Carbon capture and storage (CCS) must be implemented on a global scale if ambitious targets for greenhouse gas emissions are to be met, yet deployment of the technology over the last decade has been much slower than IEA targets recommend.
Like most other low‑carbon technologies, CCS is reliant on policy to provide focussed financial incentives for emissions reduction. However, the technology faces various additional barriers, including high upfront costs and investment risks, new infrastructure requirements, uncertain public and political support, and a need for new regulatory regimes governing CO2 storage.
To help overcome these barriers, a number of formal collaborations have been established between countries with commitments to CCS development. Multilateral initiatives such as the Carbon Sequestration Leadership Forum, the IEA Greenhouse Gas R&D Programme, and the Global CCS Institute have sought to share research experience, spread favourable policy and regulation, promote public acceptance, and build mutual trust in an international commitment to CCS. Several bilateral agreements, often between an OECD country and China, have also been created over the last decade with a view to promote cross-border investment and joint research into CCS.

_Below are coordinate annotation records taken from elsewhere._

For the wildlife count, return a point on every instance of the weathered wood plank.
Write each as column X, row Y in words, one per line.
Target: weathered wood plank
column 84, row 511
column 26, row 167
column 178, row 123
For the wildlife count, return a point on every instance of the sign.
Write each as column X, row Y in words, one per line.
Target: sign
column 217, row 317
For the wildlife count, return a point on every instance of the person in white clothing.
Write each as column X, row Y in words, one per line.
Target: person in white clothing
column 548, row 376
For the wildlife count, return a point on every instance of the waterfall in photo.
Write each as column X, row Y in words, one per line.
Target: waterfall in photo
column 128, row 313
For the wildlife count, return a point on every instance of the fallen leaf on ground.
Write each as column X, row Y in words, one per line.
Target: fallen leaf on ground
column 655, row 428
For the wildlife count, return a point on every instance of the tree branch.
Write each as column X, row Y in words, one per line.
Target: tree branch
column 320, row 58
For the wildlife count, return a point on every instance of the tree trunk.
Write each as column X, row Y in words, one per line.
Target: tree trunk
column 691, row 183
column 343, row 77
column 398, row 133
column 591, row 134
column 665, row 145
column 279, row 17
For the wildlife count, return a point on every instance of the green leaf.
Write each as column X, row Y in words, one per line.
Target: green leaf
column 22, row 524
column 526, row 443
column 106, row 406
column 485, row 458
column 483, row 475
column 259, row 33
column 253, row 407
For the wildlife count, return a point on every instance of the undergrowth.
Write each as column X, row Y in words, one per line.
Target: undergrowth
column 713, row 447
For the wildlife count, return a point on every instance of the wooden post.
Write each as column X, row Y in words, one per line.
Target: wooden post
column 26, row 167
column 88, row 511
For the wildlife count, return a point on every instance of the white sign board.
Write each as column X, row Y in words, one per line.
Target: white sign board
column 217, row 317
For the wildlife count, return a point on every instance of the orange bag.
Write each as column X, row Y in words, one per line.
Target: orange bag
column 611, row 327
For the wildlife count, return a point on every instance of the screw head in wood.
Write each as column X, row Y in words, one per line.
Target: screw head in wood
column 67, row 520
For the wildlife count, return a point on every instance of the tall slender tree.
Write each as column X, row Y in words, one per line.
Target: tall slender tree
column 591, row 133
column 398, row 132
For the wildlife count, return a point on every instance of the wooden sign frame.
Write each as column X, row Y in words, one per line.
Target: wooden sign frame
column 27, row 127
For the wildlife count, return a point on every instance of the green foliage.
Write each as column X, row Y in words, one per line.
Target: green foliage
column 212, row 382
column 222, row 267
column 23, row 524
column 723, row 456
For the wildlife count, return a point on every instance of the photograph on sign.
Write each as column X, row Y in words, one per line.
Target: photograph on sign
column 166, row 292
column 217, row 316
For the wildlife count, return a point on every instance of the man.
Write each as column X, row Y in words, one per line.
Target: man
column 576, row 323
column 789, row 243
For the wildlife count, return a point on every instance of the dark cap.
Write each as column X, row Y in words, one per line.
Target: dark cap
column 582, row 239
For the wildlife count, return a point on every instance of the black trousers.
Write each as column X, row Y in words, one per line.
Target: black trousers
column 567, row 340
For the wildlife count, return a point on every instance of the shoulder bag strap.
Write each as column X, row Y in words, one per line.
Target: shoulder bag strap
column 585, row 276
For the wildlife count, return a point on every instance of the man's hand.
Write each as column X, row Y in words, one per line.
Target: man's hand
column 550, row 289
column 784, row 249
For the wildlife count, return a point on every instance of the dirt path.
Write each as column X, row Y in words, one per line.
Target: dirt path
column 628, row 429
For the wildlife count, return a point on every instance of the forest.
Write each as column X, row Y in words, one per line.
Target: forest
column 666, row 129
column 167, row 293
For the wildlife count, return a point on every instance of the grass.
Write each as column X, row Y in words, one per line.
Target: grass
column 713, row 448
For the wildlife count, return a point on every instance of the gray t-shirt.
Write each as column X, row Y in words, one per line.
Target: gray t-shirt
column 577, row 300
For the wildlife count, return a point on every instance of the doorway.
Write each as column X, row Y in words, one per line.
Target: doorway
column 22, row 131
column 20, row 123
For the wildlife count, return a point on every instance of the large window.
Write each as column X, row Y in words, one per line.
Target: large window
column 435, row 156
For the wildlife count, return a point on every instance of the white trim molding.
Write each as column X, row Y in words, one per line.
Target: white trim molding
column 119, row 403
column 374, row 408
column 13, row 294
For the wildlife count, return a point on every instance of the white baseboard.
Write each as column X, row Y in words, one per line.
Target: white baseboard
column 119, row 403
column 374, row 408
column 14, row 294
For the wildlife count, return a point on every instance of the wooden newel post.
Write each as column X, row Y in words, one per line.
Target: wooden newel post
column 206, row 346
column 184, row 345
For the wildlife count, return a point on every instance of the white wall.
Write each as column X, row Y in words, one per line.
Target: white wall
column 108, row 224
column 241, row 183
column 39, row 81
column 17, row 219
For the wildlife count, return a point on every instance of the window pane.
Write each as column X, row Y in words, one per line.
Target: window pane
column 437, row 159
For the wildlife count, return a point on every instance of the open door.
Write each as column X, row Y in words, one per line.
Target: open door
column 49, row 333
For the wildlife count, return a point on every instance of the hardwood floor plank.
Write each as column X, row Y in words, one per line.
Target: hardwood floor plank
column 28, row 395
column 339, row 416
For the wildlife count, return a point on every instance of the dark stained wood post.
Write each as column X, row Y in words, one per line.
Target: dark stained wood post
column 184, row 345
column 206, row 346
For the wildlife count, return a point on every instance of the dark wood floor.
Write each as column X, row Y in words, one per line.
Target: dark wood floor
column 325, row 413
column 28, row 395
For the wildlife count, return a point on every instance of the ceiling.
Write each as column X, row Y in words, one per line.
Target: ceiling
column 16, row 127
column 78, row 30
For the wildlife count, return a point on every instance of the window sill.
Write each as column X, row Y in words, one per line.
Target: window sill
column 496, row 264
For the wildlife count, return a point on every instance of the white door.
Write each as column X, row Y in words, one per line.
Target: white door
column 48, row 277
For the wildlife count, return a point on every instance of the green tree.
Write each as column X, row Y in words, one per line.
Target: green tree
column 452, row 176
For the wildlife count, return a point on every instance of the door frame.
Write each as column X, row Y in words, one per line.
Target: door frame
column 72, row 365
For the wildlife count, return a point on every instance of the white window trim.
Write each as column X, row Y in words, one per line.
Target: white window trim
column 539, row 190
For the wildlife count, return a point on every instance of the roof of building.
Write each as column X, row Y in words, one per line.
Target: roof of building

Although the project deployment goals of both types of initiative have often fallen short of expectations, a degree of progress can also be attributed to their collective efforts, which have maintained the place of CCS in the global agenda on climate change while spreading interest in the technology to new regions. As a dedicated climate change solution which is fundamentally dependent on concerted political action, the future of CCS will be intimately linked to the success of such international co-operation.